Some interlocutors emphasized the destructive influence the destructive influence of hate speech on society has actually increased. Even though there are no extremist parties in the parliament, the public space seems to be poisoned by daily verbal attacks, including on journalists. “We were quite astonished to find that the Agency for Electronic Media considered all 30 of the hate speech complaints in 2017 as not being hate speech. In 2016 there was one single case that was recognised as such. Croatia desperately needs to deal with hate speech,” said Sophie Albers Ben Chamo of the ECPMF. The delegation urged the President of Croatia Kolinda Grabar-Kitarović to use her position to speak out decisively against incitement and threats of all kinds.
The delegation praised the work of the Croatian police, as they have recently arrested more persons who physically attacked journalists, compared to the past. However physical attacks, threats and especially online threats against journalists are still a big problem.

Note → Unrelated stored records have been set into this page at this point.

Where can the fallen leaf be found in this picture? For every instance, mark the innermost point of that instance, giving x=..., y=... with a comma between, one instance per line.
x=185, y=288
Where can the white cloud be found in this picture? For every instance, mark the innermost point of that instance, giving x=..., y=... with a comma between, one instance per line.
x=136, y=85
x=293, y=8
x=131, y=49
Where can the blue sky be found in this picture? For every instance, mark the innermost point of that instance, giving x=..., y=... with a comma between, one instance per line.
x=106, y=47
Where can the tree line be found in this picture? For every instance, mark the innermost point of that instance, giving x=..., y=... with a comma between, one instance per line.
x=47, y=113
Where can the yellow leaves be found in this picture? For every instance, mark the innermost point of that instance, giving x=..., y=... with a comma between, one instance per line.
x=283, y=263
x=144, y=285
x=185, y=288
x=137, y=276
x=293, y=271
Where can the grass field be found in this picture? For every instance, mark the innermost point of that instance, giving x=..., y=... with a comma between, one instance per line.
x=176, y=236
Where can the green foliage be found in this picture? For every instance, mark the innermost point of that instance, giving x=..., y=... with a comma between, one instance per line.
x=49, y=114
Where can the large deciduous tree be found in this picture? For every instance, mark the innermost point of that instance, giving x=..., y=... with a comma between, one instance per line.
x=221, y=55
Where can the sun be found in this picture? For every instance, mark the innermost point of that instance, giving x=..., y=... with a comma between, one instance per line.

Although the Minister of Culture Nina Obuljen Koržinek announced that her ministry is taking care of the law on media as well as the law on electronic media, so far, no strategy has been clearly defined.
There should be a project to support the non-profit media whose state subsidies were completely cut off by the former government. Their situation hasn’t changed since then.
The issue of media ownership is also one that needs to be examined: “In many cases media ownership is not transparent. One prominent person, not active in media business owns a series of media. A foreign group with unknown owners controls a few regional and local media,” said Otmar Lahodynsky of AEJ.
Final delegation's findings show journalists’ working conditions haven’t improved. “Trade unionists are discriminated and dismissed, collective agreements exist only in few media, and they aren’t negotiated collectively. Journalists are forced not to write about some topics, and there are no trade union organisations in numerous private media,” said Marijana Camovic of EFJ.
The preparation and the swift implementation of this visit must be credited to the support of the local partner of the European Federation of Journalists, the Croatian Journalists Association (HND).
The delegation has issued a detailed report in June 2018.